# JavaFx für Olympia



## ARadauer (12. Feb 2010)

nice...
JavaFX Platform the Official Rich Client Technology for 2010 Winter Games | JAVA Developer's Journal


----------



## Heady86 (12. Feb 2010)

Hübsch, aber warum liegt Deutschland süd-östlich von Tschechien und der Schweiz ???:L


----------



## ARadauer (12. Feb 2010)

Österreich ist irgendwo bei Ägypten ...


----------



## Atze (12. Feb 2010)

wat?  finds trotzdem korrekt, dass java eingesetzt wird


----------



## zilti (21. Feb 2010)

Mittlerweile gibt's auch ein Results Widget. Das ist auf den Ergebnisseiten etwas versteckt rechts unten zu finden.
Ergebnisse zeigt es allerdings keine, sondern lediglich die nächsten 9 Events in Lokal- oder Vancouver-Zeit (je nach Wahl).


----------



## byte (21. Feb 2010)

Interessant. Das ist die erste wirkliche Seite, die ich kenne, wo JavaFX zum Einsatz kommt.

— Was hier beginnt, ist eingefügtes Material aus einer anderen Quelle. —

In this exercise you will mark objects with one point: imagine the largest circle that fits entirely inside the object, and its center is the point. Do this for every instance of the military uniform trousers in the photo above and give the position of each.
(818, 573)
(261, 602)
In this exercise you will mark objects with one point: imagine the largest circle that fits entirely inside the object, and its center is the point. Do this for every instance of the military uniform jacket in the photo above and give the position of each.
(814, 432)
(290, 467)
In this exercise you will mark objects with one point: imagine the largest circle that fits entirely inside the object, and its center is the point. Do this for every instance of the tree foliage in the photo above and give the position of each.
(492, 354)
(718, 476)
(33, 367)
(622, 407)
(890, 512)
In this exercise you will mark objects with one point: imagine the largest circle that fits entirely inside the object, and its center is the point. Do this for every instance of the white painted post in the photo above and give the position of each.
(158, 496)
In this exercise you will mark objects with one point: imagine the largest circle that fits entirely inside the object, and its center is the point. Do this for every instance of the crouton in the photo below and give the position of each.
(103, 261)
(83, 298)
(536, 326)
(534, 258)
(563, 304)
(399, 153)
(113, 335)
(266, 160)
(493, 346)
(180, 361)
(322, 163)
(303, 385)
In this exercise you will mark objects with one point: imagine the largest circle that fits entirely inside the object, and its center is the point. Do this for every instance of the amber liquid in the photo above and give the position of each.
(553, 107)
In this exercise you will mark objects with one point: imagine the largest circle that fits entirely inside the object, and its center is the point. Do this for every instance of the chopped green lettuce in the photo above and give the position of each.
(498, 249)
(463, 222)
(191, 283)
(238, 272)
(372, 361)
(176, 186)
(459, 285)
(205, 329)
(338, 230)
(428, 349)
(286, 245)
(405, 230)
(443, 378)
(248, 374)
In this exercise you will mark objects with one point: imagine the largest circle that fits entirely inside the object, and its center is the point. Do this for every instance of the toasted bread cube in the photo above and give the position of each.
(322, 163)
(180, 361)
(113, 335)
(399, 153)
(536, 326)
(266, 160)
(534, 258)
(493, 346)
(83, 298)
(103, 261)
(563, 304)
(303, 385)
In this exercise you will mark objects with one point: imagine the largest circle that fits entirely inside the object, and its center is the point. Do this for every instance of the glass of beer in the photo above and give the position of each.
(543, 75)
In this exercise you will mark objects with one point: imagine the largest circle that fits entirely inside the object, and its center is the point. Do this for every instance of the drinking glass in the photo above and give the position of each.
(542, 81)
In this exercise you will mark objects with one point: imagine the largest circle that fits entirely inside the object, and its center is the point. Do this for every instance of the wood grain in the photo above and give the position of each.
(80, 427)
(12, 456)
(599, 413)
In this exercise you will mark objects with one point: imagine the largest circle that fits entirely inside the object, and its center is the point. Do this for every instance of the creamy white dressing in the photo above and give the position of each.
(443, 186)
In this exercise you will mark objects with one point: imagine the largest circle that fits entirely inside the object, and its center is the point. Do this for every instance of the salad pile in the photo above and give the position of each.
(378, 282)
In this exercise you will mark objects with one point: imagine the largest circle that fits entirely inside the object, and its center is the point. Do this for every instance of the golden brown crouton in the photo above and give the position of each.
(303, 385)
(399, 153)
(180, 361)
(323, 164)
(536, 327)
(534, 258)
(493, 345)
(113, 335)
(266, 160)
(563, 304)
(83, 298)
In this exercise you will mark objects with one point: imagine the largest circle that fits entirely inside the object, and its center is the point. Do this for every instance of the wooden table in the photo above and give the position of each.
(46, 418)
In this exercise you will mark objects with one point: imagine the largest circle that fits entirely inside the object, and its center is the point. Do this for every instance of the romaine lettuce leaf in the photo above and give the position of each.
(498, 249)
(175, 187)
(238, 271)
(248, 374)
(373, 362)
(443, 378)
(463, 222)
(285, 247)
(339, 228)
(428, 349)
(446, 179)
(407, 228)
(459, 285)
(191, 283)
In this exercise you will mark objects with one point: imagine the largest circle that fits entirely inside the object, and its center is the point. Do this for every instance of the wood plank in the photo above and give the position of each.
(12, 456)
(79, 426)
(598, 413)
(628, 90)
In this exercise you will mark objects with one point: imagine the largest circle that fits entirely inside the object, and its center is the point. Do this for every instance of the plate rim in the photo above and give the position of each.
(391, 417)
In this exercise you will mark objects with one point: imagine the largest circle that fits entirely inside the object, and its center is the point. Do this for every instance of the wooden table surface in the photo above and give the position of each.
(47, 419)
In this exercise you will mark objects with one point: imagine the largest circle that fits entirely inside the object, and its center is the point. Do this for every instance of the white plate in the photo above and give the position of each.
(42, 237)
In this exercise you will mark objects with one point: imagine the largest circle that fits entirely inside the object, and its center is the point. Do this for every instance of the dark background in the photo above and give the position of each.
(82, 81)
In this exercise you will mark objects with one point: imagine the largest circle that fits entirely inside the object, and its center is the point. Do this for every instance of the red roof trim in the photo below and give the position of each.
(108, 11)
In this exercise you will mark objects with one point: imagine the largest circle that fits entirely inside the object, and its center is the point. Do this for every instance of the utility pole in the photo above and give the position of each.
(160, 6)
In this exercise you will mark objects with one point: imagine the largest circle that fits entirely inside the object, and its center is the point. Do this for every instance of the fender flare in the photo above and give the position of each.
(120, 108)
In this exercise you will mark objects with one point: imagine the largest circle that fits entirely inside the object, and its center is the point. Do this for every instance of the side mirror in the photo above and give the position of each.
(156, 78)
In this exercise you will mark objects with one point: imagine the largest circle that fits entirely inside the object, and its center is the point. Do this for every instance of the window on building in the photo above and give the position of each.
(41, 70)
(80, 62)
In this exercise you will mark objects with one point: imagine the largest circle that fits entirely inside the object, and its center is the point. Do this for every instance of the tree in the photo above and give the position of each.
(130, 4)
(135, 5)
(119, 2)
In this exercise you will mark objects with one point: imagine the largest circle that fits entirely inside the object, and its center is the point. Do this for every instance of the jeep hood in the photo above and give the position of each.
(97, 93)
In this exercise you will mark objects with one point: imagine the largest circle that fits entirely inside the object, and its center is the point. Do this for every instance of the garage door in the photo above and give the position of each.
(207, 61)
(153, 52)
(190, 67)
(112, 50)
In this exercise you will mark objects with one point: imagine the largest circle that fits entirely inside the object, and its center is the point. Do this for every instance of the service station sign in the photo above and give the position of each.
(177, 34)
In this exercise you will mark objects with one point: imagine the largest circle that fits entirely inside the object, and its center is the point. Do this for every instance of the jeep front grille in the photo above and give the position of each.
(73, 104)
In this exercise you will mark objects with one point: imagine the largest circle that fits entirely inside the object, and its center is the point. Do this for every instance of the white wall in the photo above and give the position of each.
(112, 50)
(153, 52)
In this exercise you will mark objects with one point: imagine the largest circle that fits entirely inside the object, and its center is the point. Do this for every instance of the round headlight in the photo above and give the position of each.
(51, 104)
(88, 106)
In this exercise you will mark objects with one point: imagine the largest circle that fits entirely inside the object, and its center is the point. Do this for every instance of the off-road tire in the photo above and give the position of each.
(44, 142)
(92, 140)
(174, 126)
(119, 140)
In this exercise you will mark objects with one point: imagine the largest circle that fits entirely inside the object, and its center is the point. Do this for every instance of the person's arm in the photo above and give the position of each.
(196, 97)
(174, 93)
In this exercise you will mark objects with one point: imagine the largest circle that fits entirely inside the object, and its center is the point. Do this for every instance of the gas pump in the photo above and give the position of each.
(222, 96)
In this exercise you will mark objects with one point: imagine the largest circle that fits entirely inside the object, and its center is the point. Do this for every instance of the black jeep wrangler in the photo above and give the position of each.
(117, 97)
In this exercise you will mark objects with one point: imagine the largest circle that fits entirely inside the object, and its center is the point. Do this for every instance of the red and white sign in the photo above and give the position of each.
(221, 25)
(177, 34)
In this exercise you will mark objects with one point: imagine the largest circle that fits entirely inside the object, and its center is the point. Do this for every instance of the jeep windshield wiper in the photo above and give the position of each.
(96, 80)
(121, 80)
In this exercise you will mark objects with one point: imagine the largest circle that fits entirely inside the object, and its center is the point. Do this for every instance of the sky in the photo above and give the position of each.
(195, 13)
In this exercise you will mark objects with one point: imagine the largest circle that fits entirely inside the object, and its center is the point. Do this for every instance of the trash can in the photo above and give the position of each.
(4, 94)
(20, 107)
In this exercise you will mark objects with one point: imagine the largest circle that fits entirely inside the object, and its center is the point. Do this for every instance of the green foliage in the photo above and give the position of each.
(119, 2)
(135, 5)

Aber ganz ehrlich? Es lädt ewig und das Ergebnis reisst einen nicht vom Hocker. Hätte man ebenso mit Javascript machen können, jedoch ohne die lange Ladezeit. Bin immernoch sehr skeptisch ggü. JavaFX, lasse mich aber gerne eines besseren belehren. 

Genauso überflüssig finde ich übrigens Silverlight und Flash.


----------